I
got called away from the Parisian wonderland by a message left at the
hotel desk. My convalescing friend, having not received a picture
postcard from me for some days had at first fretted, then grown
irritated, and then concluded, rightly, that Robert D had interfered
in his carefully laid plans, none of which had in fact gone entirely
to plan, but well, he was still the Controller wasn't he? and so, now
chose to do a little intervening of his own through the mouthpiece
of the telephone and the hotel receptionist's unsmiling lips.
These
cupid-bow lips, fascinating as it was to see them on a man, mumbled
an apology which I had to lean in to catch, then conveyed in a more
audible authoritative tone: This isn't a holiday! Leave right away
and stick to my schedule! After which, the lips relaxed and grinned,
almost like a Cheshire cat in that it reached the eyes and two neat
rows of white teeth showed, though I think the grin was more from
embarrassment than laughing at one, that one, of course, being me: a
lone traveller whom had lately come out of the rigid closet, not as
gay, though what better place to do so than in Paris, but as someone
finally ready to embrace the world and expand the circle in which
they usually dwelt.
So,
yes, I felt cheated from my own liberation, as well as justly
reprimanded like a puppy who chews the furniture when their owner's
out, for this wasn't my holiday, it had been his before misfortune
struck, and was still. I had agreed, unwillingly, to be his envoy,
but somewhere in Paris, as I hit my stride, I'd unthinkingly
misplaced his shadow, probably left it behind at a tourist spot or in
a metro station, so excited had I been that my confidence was
beginning to assert itself in foreign lands. And so, I was guilty as
charged.
I
quickly scribbled on the back of a postcard of the Notre Dame: Going
to Milan! with
my benefactor's address and asked the same receptionist as before to
post it off tout de suite. I scrambled up the stairs rather than wait
for the elevator, and once in my room hastily ransacked drawers until
everything was back, not as neatly packed, in my holdall, which owing
to my travels unattractively bulged. I'd given away my umbrella
earlier that day to a busking musician, who had no protection from
the rain and I had no change so it seemed like a fair transaction,
though I realised as I continued my promenade, that one, it was
foolish, and two, my subconscious had recreated a Robert D picture,
and proved, yet again, art lives on though the artist is gone, and
so, in turn, the artist lives on through his art.
I'm
fond of circles, those I draw around myself and those that are
evident in life situations. Anyway, the umbrella was gone, which left
my trusty walking aid as the only external baggage, and which when
used I held with a bird-like claw, not only to steady myself but also
to welt any would-be assailants. I had heard the probability of that
was high if I went to Barcelona, not that it featured on the
itinerary, yet naturally after learning that I'd attributed this
opportunist act to other European cities, albeit on a lesser scale.
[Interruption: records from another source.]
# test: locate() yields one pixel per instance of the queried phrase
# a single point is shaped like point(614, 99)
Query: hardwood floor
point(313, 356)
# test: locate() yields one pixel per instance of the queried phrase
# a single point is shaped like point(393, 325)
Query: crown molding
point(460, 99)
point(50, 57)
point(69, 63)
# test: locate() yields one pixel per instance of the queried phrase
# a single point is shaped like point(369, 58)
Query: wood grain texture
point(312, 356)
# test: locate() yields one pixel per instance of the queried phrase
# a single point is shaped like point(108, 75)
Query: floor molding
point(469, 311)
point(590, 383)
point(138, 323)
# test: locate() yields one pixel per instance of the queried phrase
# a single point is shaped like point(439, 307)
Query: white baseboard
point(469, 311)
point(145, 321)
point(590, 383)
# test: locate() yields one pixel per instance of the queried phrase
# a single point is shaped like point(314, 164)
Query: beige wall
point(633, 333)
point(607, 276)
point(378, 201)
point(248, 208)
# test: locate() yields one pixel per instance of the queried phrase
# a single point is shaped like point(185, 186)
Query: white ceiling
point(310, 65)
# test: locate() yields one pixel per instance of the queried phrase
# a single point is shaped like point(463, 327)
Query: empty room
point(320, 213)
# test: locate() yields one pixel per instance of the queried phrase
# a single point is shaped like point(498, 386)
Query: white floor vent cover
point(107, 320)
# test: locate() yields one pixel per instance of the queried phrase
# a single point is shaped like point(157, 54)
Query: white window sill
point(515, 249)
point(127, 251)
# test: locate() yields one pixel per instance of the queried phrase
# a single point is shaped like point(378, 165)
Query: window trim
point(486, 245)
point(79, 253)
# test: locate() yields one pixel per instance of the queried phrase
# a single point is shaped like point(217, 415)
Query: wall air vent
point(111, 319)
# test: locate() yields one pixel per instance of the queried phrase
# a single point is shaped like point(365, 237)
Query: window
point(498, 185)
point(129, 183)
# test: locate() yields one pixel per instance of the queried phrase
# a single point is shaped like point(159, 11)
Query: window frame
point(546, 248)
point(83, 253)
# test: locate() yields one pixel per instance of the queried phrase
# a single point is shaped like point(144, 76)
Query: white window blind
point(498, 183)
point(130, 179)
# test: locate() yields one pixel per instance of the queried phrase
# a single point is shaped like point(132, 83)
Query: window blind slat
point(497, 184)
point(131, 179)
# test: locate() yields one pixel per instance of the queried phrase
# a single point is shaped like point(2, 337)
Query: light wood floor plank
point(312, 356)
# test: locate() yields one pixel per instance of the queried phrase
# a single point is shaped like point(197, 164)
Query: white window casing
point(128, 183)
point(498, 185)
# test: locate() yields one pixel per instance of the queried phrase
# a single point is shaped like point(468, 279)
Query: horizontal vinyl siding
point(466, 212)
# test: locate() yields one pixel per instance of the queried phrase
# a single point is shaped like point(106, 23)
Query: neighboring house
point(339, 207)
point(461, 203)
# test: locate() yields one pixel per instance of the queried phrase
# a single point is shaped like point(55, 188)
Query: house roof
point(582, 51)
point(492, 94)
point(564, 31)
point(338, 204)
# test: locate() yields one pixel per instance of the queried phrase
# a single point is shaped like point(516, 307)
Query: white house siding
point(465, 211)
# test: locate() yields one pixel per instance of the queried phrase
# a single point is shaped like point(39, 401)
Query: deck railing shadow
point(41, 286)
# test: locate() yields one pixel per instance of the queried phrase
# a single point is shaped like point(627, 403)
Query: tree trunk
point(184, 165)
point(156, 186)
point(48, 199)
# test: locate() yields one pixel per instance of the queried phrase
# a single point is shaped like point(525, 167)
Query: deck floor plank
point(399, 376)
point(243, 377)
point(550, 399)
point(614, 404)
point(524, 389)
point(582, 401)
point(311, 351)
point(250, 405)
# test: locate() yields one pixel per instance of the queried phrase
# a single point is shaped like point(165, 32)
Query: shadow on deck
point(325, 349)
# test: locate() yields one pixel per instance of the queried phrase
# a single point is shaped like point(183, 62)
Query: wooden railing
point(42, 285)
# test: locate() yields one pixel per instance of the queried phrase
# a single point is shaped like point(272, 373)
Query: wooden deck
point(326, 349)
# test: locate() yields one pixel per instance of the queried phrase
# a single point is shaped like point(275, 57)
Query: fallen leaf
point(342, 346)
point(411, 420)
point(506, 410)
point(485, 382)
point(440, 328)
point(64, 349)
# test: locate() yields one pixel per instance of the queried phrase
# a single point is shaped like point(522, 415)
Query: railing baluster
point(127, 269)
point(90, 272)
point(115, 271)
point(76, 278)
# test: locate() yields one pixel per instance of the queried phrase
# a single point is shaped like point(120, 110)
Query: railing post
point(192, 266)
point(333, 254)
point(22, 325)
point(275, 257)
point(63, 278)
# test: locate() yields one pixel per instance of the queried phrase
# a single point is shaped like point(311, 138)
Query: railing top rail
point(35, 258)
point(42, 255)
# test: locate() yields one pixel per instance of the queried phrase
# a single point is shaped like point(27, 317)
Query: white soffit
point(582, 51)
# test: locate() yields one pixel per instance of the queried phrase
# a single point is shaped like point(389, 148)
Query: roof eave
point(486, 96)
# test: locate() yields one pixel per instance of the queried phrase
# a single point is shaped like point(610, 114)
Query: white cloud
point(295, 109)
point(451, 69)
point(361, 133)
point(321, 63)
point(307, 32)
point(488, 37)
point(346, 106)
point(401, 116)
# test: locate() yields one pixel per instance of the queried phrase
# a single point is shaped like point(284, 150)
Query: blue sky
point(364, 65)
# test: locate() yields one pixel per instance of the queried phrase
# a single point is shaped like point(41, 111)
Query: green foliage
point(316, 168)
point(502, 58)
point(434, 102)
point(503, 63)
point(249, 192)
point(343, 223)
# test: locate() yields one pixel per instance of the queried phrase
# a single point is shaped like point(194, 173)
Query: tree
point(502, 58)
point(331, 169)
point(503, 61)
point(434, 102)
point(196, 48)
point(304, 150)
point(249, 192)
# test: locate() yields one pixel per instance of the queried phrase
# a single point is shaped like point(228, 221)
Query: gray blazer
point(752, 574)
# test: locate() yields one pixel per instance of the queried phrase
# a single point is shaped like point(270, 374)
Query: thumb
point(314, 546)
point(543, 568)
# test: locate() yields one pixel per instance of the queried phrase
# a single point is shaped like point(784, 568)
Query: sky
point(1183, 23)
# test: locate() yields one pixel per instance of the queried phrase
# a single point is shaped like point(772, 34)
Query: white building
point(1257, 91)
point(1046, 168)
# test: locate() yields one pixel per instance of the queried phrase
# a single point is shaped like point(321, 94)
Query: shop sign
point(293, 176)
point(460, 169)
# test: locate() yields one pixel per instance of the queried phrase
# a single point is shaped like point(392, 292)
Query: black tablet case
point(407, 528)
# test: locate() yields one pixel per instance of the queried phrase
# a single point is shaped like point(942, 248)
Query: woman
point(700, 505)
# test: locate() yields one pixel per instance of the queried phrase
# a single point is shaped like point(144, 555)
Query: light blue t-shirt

Cities are judged like people: pockets of crime, where to avoid,
where to go, which was another fact I'd hadn't known before I was
made to step out of my comfort zone.
And
yes, I realise I've wandered farther from the point, the point of my
departure, which in reading this seems to have been onerously
delayed. Well, that's a lie - it wasn't, I did go, with less haste
than when I scrambled, which was rather untruthful of me as I
couldn't really scramble with a cane, up the stairs, though it is
true going down is worse on the knees. The elevator, just so you
know, was in use, stopping everywhere but the fourth floor, and so,
stairs it was, followed by shallow breathing having reached the lobby
and refusing help as if I were swatting flies, before issuing a final
and cheery bye-bye.
I
exited to unseasonable weather and made for the nearest metro
station. The 87 bus would have been more direct, but the metro,
though more inconvenient, seemed quicker, if I was to make the high
speed train departing from Paris-Gare de Lyon, Diderot, and the
architecture of this station, I'd been told, was sublime.
Unfortunately, my plans, once again, got scuppered as there was an
umbrella on track, which I hoped, in some bizarre way, wasn't mine.